The issue, however, should not be whether or not ‘no platform’ should be reserved solely for fascists. The real issue is whether the NUS should be imposing such a policy at all. In effect, the policy of ‘no platform’ turns the NUS into the arbiter of acceptable views. It allows the NUS to decide which views students can or cannot listen to. Ideas, opinions and views must all be filtered through the National Union of the Self-Righteous.
The NUS views the student body it claims to represent (yeah, right) with contempt. It views students either as vulnerable victims, unable to argue, debate and ridicule those with objectionable views, or as lacking the mental faculties to be able to listen to someone like the British National Party (BNP) leader Nick Griffin without turning into a racist lynch mob intent on ridding student halls of non-white students. It seems inconceivable to the NUS that students may have the capacity to deal with racists invited to speak on campus by either not attending, or by winning the argument with them.

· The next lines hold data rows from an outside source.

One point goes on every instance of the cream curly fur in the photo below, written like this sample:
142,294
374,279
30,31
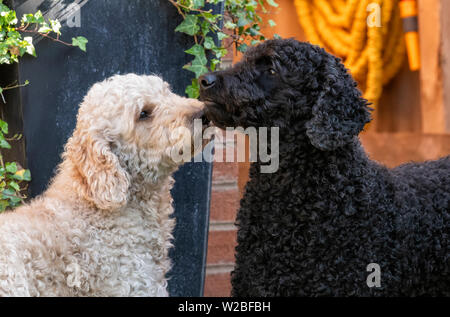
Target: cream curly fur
103,227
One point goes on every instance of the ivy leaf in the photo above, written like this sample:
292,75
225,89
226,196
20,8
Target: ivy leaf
221,36
199,52
8,193
3,205
193,90
209,43
39,18
272,3
80,42
230,25
14,186
30,47
11,167
22,175
45,28
214,63
198,4
189,25
242,48
3,124
4,144
197,67
55,25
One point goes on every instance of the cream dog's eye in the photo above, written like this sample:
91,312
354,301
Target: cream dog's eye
144,115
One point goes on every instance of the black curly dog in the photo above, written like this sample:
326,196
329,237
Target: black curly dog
313,227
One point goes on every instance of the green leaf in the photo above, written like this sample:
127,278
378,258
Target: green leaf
45,28
272,3
39,18
209,43
221,36
197,68
200,57
30,47
189,25
219,52
242,48
11,167
4,144
22,175
193,90
230,25
14,186
214,63
197,4
80,42
55,25
3,205
7,193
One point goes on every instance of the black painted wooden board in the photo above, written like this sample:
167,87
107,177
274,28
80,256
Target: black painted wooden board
124,36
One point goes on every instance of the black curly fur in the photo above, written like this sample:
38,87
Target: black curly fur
311,228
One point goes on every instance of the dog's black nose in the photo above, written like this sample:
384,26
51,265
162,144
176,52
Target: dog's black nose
207,81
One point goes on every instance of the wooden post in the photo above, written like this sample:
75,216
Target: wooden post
434,32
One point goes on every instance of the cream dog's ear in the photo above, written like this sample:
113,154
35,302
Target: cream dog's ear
103,181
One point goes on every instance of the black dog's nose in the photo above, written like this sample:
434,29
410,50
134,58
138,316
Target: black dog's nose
207,81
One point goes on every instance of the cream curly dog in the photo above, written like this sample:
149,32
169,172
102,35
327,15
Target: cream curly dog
103,227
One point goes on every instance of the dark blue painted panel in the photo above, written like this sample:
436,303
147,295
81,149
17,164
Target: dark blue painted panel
124,36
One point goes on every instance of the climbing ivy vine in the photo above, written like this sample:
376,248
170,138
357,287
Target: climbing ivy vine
14,44
239,26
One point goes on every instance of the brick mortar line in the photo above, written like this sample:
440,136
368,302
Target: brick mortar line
224,185
222,226
212,269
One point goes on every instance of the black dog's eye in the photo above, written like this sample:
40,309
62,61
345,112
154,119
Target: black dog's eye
144,115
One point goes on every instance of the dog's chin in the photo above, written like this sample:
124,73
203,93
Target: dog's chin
217,114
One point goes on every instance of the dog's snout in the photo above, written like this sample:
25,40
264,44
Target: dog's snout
207,81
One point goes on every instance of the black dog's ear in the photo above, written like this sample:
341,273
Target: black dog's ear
340,112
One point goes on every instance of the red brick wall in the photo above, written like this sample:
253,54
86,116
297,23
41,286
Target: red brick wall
222,232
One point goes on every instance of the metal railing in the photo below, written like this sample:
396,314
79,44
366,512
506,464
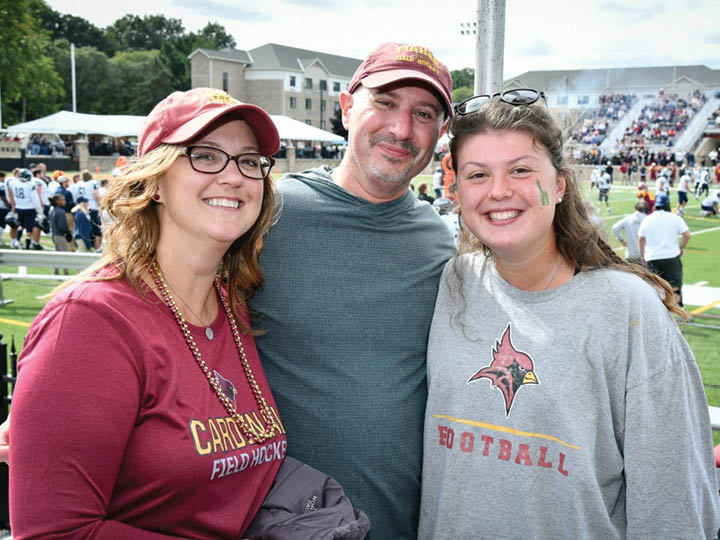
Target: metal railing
41,259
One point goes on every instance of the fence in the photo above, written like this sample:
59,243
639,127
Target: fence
9,376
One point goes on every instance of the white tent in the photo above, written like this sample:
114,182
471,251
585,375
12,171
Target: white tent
294,130
68,123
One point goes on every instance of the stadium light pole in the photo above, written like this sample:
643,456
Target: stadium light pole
489,32
72,69
490,46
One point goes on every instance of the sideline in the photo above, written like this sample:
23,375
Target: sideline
15,323
705,308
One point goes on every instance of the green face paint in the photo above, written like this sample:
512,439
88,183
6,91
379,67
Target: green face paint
544,200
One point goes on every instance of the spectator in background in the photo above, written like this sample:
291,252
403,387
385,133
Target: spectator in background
61,233
683,187
42,190
93,195
604,190
704,174
626,231
422,194
437,182
83,225
658,241
648,196
709,205
4,203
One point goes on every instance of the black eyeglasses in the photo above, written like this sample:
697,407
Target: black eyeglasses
209,160
520,96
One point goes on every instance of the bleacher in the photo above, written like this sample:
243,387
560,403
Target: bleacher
661,122
598,123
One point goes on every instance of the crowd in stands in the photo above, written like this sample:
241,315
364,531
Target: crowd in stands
662,121
601,121
714,118
109,146
48,146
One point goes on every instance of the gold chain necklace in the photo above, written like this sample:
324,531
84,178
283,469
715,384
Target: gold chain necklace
268,430
208,331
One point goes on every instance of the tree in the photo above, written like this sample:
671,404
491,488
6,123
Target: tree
133,33
463,77
214,36
74,29
337,125
30,86
137,81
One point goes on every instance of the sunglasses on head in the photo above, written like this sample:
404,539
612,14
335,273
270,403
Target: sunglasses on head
520,96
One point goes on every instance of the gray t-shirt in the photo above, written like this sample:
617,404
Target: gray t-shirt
573,413
347,303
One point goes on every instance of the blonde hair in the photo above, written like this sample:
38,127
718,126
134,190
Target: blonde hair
582,244
134,230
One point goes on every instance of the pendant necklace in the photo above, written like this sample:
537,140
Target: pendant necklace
209,334
256,432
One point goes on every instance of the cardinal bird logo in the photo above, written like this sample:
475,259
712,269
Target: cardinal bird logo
226,386
509,370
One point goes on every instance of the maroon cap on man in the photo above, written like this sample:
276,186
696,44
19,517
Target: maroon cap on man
392,62
182,116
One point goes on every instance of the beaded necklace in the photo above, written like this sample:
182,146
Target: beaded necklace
268,430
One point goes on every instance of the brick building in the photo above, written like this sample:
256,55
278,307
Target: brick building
302,84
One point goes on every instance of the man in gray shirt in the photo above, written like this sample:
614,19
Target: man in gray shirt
351,273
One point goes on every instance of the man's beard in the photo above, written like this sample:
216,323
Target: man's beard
389,176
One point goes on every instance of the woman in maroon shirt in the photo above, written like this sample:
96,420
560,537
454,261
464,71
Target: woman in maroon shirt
141,409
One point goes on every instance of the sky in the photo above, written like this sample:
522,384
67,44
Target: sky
539,35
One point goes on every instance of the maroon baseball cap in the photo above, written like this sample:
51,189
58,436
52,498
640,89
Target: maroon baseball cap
182,116
392,62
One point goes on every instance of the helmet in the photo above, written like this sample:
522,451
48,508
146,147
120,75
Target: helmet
661,200
12,220
43,222
442,205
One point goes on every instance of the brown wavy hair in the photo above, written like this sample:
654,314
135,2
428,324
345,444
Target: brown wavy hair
582,244
133,232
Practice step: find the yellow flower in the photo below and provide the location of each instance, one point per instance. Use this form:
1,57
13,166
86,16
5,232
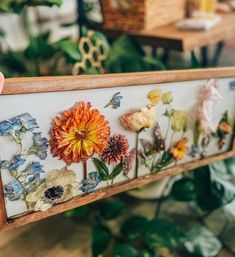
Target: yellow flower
138,120
60,186
180,149
167,97
179,121
155,95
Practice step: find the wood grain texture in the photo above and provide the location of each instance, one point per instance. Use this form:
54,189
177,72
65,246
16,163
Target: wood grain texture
173,38
68,83
116,189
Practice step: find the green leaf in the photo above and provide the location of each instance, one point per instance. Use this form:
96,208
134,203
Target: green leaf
101,237
70,48
117,170
126,55
165,161
148,253
183,190
163,233
111,209
102,169
124,250
202,242
220,169
211,191
134,227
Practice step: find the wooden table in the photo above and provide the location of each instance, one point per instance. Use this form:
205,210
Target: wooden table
171,38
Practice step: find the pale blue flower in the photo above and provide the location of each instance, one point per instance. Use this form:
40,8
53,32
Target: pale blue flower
4,164
17,161
35,168
89,184
5,127
14,191
115,102
27,121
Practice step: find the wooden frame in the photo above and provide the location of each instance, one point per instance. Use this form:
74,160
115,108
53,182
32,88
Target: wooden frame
58,84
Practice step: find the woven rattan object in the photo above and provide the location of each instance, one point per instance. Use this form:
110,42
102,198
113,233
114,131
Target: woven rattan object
141,14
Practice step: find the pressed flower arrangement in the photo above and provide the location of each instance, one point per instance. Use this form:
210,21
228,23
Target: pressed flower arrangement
83,145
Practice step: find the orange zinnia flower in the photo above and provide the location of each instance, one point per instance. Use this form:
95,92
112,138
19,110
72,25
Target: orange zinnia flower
180,149
79,133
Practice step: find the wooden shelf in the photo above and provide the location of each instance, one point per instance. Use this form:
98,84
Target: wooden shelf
170,37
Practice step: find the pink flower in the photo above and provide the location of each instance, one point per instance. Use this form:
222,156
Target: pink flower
210,92
1,82
204,115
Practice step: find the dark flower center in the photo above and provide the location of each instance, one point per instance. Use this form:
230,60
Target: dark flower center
54,193
81,134
115,146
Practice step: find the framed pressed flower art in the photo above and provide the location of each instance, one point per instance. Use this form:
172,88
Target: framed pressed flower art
69,141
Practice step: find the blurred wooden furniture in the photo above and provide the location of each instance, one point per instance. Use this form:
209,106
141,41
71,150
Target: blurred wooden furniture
141,14
171,38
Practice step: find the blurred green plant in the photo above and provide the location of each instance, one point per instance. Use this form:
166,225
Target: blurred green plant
203,190
17,6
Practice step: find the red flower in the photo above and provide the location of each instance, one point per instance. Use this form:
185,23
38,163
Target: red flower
117,149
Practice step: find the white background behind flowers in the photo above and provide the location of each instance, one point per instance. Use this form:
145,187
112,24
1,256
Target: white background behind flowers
45,106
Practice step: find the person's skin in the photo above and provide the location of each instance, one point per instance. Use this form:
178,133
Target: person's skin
1,82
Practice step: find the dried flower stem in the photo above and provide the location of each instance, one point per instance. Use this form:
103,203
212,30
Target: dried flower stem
169,123
136,154
84,170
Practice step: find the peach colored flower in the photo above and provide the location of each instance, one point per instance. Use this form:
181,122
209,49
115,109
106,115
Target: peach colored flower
180,149
204,115
167,97
210,92
79,133
225,128
141,119
155,95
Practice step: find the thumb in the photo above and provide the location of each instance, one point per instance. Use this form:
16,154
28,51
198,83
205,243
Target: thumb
1,82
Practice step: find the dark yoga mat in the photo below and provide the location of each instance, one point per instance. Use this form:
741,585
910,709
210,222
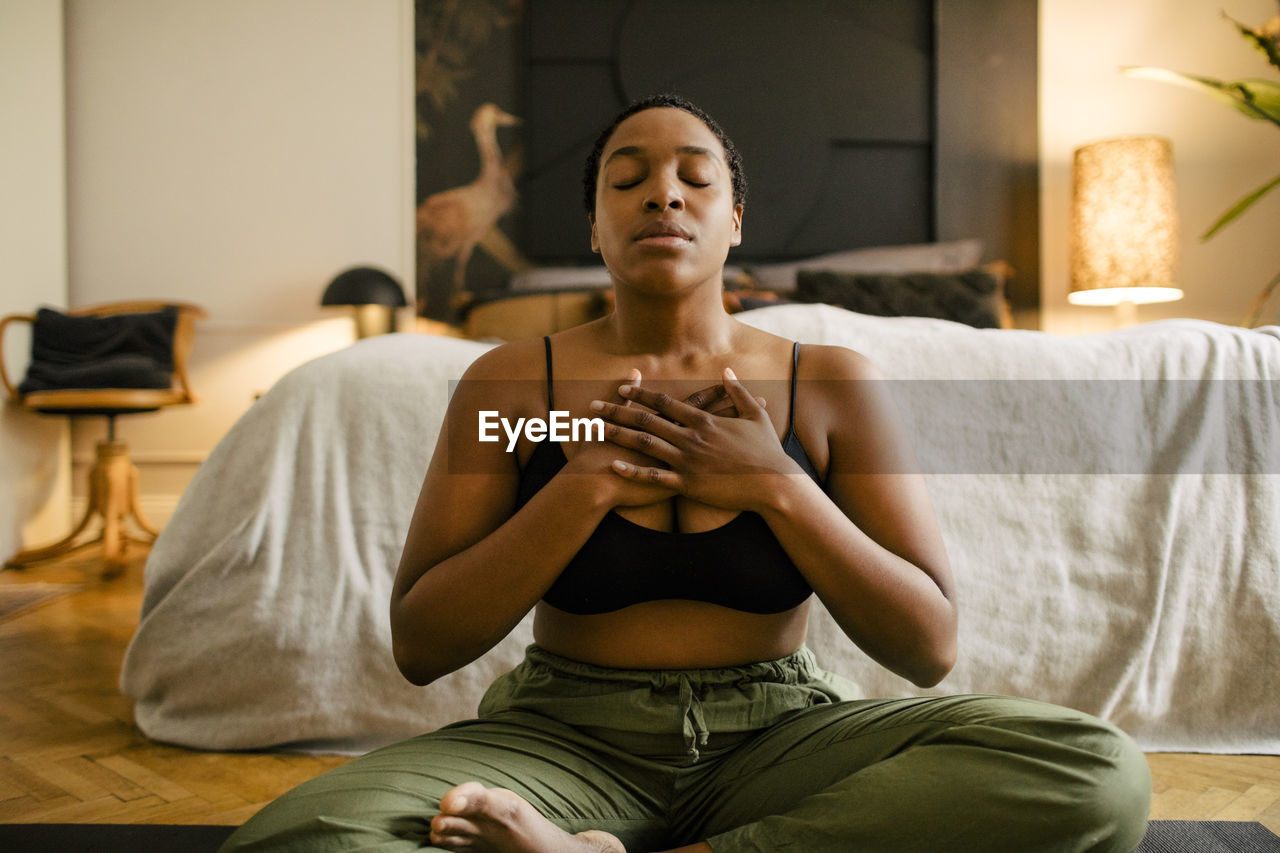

Unsurprisingly, when asked, students often don’t like to have to have NUS approval before being able to listen to views and ideas. A number of universities have rejected the censorious policies of the NUS. In 2007, the University of East Anglia held a referendum on the policy of ‘no platform’ with a resounding defeat of the pro-censorship side. Bath University followed suit and, in March 2010, Durham University’s student union also decided to disaffiliate after a dispute with the NUS over ‘no platform’.
As is common with student politics, the turnout at the above-mentioned referendums was fairly low. However, this gets to another issue with the NUS appointing itself as a paternalistic censor: its near complete lack of a democratic mandate. The NUS is comprised of delegates from individual universities’ unions, often elected with hilariously tiny voter turnouts. This group of student-union delegates’ barely democratic mandate then allows them to select the NUS leadership on their students’ behalf.
While the NUS may view the majority of students with contempt, the majority of students view this organisation of Labour Party careerist wannabes and professional activists with indifference. For most, the NUS is simply the provider of student discounts and perks, like the free cheeseburger you receive when you order a meal from McDonald’s if you flash your NUS card.
The only explanation why this unrepresentative and alien band of would-be Glavlit bureaucrats feels it has the right to screen which speakers’ views students can hear being expressed on campus lies in its condescending view of students. As with all censors, it views people as mentally weak and emotionally vulnerable, unable to deal with certain views.
The NUS should stop trying to control what students can and cannot hear, and view students (and people) for what they really are: adults with the ability to decide for themselves what they think of certain ideas and opinions. That goes for the rantings of George Galloway as much as for the racist gibberish of the BNP.